What is a time complexity of the following algorithm in Big Theta Notation?

res = 0
for i in range (1,n):
    j = i
    while j % 2 == 0:
        j = j/2
        res = res + j

I understand that upper bound is O(nlogn), however I'm wondering if it's possible to find a stronger constraint? I'm stuck with the analysis.

Solution

Some ideas that may be helpful:

Could create a function (g(n)) that annotates your function (f(n)) to include how many operations occur when running f(n)

def f(n):
    res = 0
    for i in range (1,n):
        j = i
        while j % 2 == 0:
            j = j/2
            res = res + j
    return res

def g(n):
    comparisons = 0
    operations = 0
    assignments = 0

    assignments += 1
    res = 0

    assignments += 1.     # i = 1
    comparisons += 1.     # i < n
    for i in range (1,n):

        assignments += 1
        j = i

        operations += 1
        comparisons += 1
        while j % 2 == 0:

            operations += 1
            assignments += 1
            j = j/2

            operations += 1
            assignments += 1
            res = res + j

            operations += 1
            comparisons += 1

        operations += 1        # i + 1
        assignments += 1       # assign to i
        comparisons += 1       # i < n ?

    return operations + comparisons + assignments

For n = 1, the code runs without hitting any loops: assigning the value of res; assigning i as 1; comparing i to n and skipping the loop as a result.
For n > 1, you get into the for loop, and the for statement is all that is changing the loop varaible, so the complexity of the rest of the code is at least O(n).

Once in the loop:

if i is odd, then you only assign j, perform the mod operation and compare to zero. That will be the case for half the values of i, so each run of the loop from 2 to n will (half the time) add a fixed number of a few operations (including the loop operations). So, that's still O(n), just with a larger constant.
if i is even, then we divide by 2 until it is odd. This is what we need to work out the impact of.

Based on my counting of the different operations, I get:

g_initial_setup = 3 (every time)
g_for_any_i = 6 (half the time, it is just this)
g_for_even_i = 6 for each time we divide by two (the other half of the time)

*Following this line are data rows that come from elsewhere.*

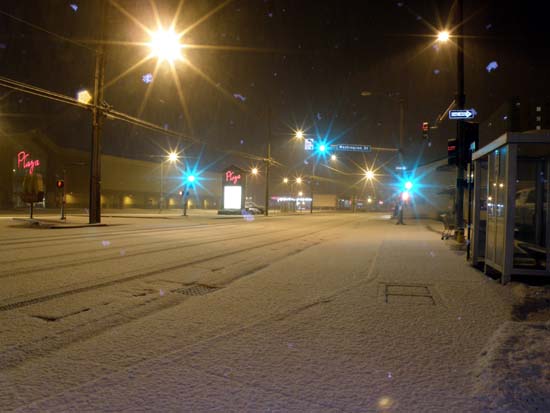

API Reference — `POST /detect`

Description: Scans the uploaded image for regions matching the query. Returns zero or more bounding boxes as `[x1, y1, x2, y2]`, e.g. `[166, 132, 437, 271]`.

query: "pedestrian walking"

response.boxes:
[395, 198, 404, 225]
[396, 192, 409, 225]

For a random even i between 2 and n, half the time we will only need to divide by two once, half the remaining time by two again, half the remaining time by two again, etc. So we have an infinite series as n goes to infinity of sum(1/2^i) for 1 < i < n, and multiply that by the 6 operations done for each halving of j.

I would expect from this:

g(n) = 3 + (n * 6) + (n * 6) * sum( 1 / pow(2,m) for m between 1 and n )

Given that the infinite series 1/2^n = 1, we simplify that to:

g(n) = 3 + 12n as n approaches infinity.

That implies that the algorithm is O(n). Huh. I did not expect that.

Let's try out the function g(n) from above, counting all the operations that are occurring as f(n) is computed.

g(1)        =         3 operations
g(2)        =         9 
g(3)        =        21 
g(4)        =        27 
g(5)        =        45
g(10)       =       123
g(100)      =      1167
g(1000)     =     11943
g(10000)    =    119943
g(100000)   =   1199931
g(1000000)  =  11999919
g(10000000) = 119999907

Okay, unless I've really made a serious error here, it's O(n).